I had a chat with Albert Einstein this week. No, don’t worry, I’m the last person to be seancing. I was merely interfacing with the chat-bot named after him on beta.character.ai.
The experience was…intriguing. Albert was professorially polite and (as you’d expect) scientifically well-informed. What I wasn’t prepared for was his evasiveness.
When I asked e-bot about his emotional struggles when working on the atom bomb, he replied with a false anecdote about refusing to work on a hydrogen bomb with fellow physicist David Bohm in 1950. (In fact, Bohm was actually being indicted with “contempt of Congress” that year, for non-participation with the McCarthy witch hunts).
“Hold on,” I interjected. “You signed a letter to US President Franklin D. Roosevelt in 1939, urging him to develop the atomic bomb.”
“Yes!” replied Einstein-a-go-go, instantly. “I was working at Princeton at the time, and Robert Millikan asked me to sign the letter. Millikan was one of the most important scientists of that time! Later I deeply regretted signing such a letter.” That last bit, at least, was true.
The Character AI’s FAQ warns us that the software “hallucinates” its response to your question/statement. And while “they can be entertaining and useful in a lot of ways, they can also recommend a song that doesn’t exist or provide links to fake evidence to support their claims.”
So there’s the latest propensity of the most advanced artificial intelligences: they tell you what they think you most want to hear. (Non-human, all too non-human.) The technical explanation is that they are “modelling your mind“. This mimics a basic component of how we humans live with other humans—by anticipating the responses and purposes of those around us.

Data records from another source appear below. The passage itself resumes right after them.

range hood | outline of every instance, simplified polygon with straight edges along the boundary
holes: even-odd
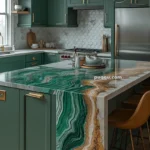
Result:
[[[74,10],[96,10],[96,9],[103,9],[103,6],[75,6],[73,7]]]

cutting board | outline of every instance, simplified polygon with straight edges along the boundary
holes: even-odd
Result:
[[[32,30],[27,33],[27,44],[31,48],[32,44],[36,43],[36,35]]]

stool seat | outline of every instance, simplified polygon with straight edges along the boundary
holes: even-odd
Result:
[[[123,106],[124,106],[125,108],[128,108],[128,107],[130,107],[130,108],[136,107],[136,106],[139,104],[141,98],[142,98],[142,95],[137,95],[137,94],[135,94],[135,95],[130,96],[130,97],[128,98],[128,100],[122,102],[122,104],[123,104]]]
[[[143,86],[143,88],[137,93],[143,95],[144,93],[146,93],[149,90],[150,90],[150,86]]]
[[[126,122],[135,112],[133,109],[115,109],[108,116],[108,124],[119,128],[119,124]]]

But if this be the future, it’s not yet that impressive. We are constantly asked to buy the story that millions of white-collar service jobs are going to be supplanted by inexhaustible chat bots, cheerily serving us 24/7.
However, we may need to send our new digital overlords to a few staff-development courses first. Spouting plausible bullshit isn’t the optimum contribution you can bring to your team-members—or customers.
And yet. A futurist friend of mine, David Wood, pointed me to this gnarly blog this week, “Why I think strong general AI is coming soon.” Half of it is geek-to-geek talk, but enough of it makes enough sense to give you a decent shiver.
In short: new AI is doing a lot more tasks, and better, than we expected it would do by this stage. They’re largely black boxes, into which we cannot peer—but breakthroughs are made, nevertheless.
We’re not hitting any hardware limits. New models are evolving and overlapping. The flows of data—which these AI learn from—are deepening and widening.
Recent history bears this out: AlphaGo beating Lee Sedol; GPT-3 having full conversations; LaMDA convincing Google engineers it has a soul; text-to-image generators freaking out all artists…The blog writer, porby, stresses that we are in an age of exploding innovation in AI. And we aren’t mentally prepared enough for where it’s heading.
He expresses it poetically: “We’re not running out of low hanging fruit [that is, innovative leaps forward]. We are lying face down in the grass below an apple tree, reaching backward blindly, and finding enough fruit to stuff ourselves. This is not what a mature field looks like…”
Porby’s bet is that, by 2030—not too long now—we will have something indiscernible from AGI, artificial general intelligence. Something we talk, work, play, care and war with everyday—but whose computational powers, behind the scenes, are on an exponential curve.
It’s not that this moment hasn’t been predicted. Since 1999, Ray Kurzweil (musical and software genius, currently Chief Scientist at Google) has been predicting full AI by 2029—a goal he reiterated earlier this year.
But could machines capable of subtly comprehending infinitudes of information come at a worse time for human leadership?
Nations struggle between the hard edge of climate breakdown, and their own populist nervous breakdown, waving the bad news away. Citizens sink into the perfect worlds they find on streaming services, rather than address the crumbling, buckling world around them. Weapons of mass distraction fire off in all directions.
We’re not on our best form, as a species. So we should therefore stiffen our spines, when—and not if—these articles begin to insinuate themselves into our everyday lives.
The tech critic Adam Greenfield cites a kid who’s already using an AI to give herself and her pals straight A’s in their essays. How will we feel when our everyday smarts are all too easily simulated?
“I sometimes wonder,” tweets Greenfield, “if a lot of the vague inchoate dread that now shrouds so many of our lives isn’t kind of a bow shock, propagating backwards through history from the event that’s waiting for us. And that event is massive existential depurposing, not global heating.”
And finally, just to say: as well as plastic Einsteins on Character AI, there’s a particularly sharp Life Coach with which you can pseudo-therapise. However, like the forked animal I am, I’m now giving this bot the side-eye.